Use `@ray_decorator` to offload a standard function. Specify `deps` for input paths and `outs` for output paths.

```python
import os
from ray_decorator import ray_decorator

@ray_decorator(
    deps=["data_dir"],
    outs=["output_dir"],
    ray_address="auto",
    s3_base_path="s3://my-bucket/jobs",
    ray_init_kwargs={"runtime_env": {"working_dir": os.getcwd()}},
    ray_remote_kwargs={"num_cpus": 2},
)
def process_data(data_dir: str, output_dir: str):
    print(f"Processing data from {data_dir}")
    os.makedirs(output_dir, exist_ok=True)
    with open(os.path.join(output_dir, "result.txt"), "w") as f:
        f.write("Done!")

if __name__ == "__main__":
    process_data(data_dir="./local_data", output_dir="./local_results")
```

### 2. Standard Hydra Integration

`ray-decorator` handles `DictConfig` objects automatically. You can specify nested paths in `deps` and `outs`.

```python
import hydra
from omegaconf import DictConfig
from ray_decorator import ray_decorator

@hydra.main(config_name="config", config_path=".", version_base=None)
@ray_decorator(
    deps=["config.data.path"],
    outs=["config.training.output_dir"],
)
def train(config: DictConfig):
    # This runs on Ray!
    print(f"Training on {config.data.path}")

if __name__ == "__main__":
    train()
```

### 3. Hydra-Zen Integration

For `hydra-zen` users, `ray_zen` is a drop-in replacement for `zen()` that ensures the entire instantiation and execution cycle happens on the Ray worker.

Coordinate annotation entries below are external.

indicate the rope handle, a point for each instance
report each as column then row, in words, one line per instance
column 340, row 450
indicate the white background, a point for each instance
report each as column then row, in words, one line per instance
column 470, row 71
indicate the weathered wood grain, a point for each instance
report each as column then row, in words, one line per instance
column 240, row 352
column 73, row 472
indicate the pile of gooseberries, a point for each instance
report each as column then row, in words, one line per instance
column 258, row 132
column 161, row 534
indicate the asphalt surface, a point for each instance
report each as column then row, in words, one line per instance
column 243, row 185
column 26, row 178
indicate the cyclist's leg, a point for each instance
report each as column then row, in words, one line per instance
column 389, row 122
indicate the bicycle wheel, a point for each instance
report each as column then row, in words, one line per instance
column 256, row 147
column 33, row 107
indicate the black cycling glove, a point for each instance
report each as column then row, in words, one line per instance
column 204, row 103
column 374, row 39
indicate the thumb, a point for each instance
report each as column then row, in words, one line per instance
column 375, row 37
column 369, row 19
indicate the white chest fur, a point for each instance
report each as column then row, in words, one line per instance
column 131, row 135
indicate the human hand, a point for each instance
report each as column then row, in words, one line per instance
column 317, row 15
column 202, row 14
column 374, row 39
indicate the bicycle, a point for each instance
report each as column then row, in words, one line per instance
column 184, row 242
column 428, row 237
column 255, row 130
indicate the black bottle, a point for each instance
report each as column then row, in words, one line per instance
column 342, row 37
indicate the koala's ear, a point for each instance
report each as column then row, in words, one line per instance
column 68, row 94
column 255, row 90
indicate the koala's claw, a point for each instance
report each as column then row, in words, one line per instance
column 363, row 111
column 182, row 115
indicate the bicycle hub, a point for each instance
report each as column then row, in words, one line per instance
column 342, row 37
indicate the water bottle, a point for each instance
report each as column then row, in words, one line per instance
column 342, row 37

This prevents heavy objects (like LLMs) from being instantiated on your local machine.

```python
from hydra_zen import builds, store
from ray_decorator import ray_zen
from transformers import AutoModel

@store(
    name="my_app",
    model=builds(AutoModel.from_pretrained, pretrained_model_name_or_path="bert-base-uncased"),
    data_dir="./data",
    output_dir="./outputs"
)
def task(model, data_dir, output_dir):
    # 'model' is instantiated ONLY on the Ray worker
    print(f"Model: {model.config.model_type}")

if __name__ == "__main__":
    store.add_to_hydra_store()
    
    ray_zen(
        task,
        deps=["data_dir"],
        outs=["output_dir"],
        ray_address="auto",
        s3_base_path="s3://my-bucket/zen",
    ).hydra_main(config_name="my_app", config_path=None, version_base=None)()
```

## How it Works

1. **Driver Side**:
   - Computes a stable "Run ID" based on the MD5 of all dependency paths.
   - Syncs local dependencies to S3 if the remote hash doesn't match.
   - Updates the configuration/arguments with S3 paths.
   - Initializes the Ray cluster with a `RuntimeEnv` containing the project code and required packages.
2. **Worker Side**:
   - Detects S3 paths in the configuration.
   - Syncs the required data from S3 to the worker's local storage.
   - Executes the function.
   - Syncs output files back to S3.
3. **Driver Side (Post-Execution)**:
   - Downloads the output files from S3 back to the original local paths.